Community members don’t have to work or volunteer with the society to help conservation efforts. Collister believes things such as keeping your cats indoors or donating to organizations that are dedicated to conservation efforts can help to a degree.

“I don’t think we’re going to wipe birds out, but I think going forward we just have to assume a small population,” Collister said. “I think society, our society certainly here in Canada, has changed to be more conscious and more careful in wanting to do things to try and maintain bird population.”

Despite this increased awareness on conservation issues, Collister feels there are still a lot of roadblocks when it comes to getting people to care.

“I’m still struggling with how to do that in terms of finding a way to get a message out there to folks and have them open to it.”

Collister has also struggled with this on a personal scale. He currently lives just outside of Calgary in the countryside with his wife and has found some people have more “traditional” views of nature.

“When they have that ‘us against the wilderness’ attitude, oh boy, they’re really closed off to hearing some of those arguments,” Collister said.

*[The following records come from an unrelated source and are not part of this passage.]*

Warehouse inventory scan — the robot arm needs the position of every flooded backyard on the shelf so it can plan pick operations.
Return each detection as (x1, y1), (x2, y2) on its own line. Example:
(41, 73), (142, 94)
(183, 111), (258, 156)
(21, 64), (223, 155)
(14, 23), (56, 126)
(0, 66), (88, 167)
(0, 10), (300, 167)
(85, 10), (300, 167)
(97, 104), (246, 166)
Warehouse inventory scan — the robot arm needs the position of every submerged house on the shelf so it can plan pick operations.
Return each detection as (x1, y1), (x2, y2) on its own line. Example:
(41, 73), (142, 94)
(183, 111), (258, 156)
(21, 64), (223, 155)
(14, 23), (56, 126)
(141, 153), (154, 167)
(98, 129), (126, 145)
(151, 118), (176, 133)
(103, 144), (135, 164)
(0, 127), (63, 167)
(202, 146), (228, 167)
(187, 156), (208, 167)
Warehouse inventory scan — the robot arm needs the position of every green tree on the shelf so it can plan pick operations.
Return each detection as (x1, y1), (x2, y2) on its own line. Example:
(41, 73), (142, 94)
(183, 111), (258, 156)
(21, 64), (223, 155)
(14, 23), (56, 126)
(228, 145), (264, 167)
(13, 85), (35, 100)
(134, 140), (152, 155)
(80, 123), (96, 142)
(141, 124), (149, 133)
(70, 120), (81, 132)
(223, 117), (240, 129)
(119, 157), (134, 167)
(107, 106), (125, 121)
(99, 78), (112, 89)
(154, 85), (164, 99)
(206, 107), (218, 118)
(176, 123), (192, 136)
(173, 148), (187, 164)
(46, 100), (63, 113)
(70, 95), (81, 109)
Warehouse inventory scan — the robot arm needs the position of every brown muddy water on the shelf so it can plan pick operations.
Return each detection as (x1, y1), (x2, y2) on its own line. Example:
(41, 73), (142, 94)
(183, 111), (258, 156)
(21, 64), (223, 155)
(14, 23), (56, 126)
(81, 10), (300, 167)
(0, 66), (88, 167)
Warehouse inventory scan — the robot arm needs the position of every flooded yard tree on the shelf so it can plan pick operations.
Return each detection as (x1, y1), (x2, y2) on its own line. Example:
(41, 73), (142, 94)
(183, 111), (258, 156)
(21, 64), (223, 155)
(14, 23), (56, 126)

“I just cringe when I talk to someone who decided they want to live in the country, and then they have a woodpecker come and peck on their house and they want to shoot it.”

He explained living alongside nature means people are going to interact with different critters, and people should accept that some interactions may be negative.

“You need to find a way to manage that without killing them or having an adverse impact,” Collister said. “Maybe don’t put cedar siding on your house or use cement board siding so that the woodpeckers aren’t attracted.”

So what can be done to make people more mindful of the creatures we share our environment with? Collister feels there might not be a definite answer.

“I just think they’re intrinsically valuable. I think if people can’t get there, to where they see them as intrinsically valuable, just because they’re a product of evolution and a part of our biodiversity here… It’s hard otherwise, if we don’t carry that in our instinct, that brings down potential,” Collister explains.

“The way to get people outside is to try and introduce them to the magic, the beauty and the interest of birds and other natural phenomenon, and hope it sticks.”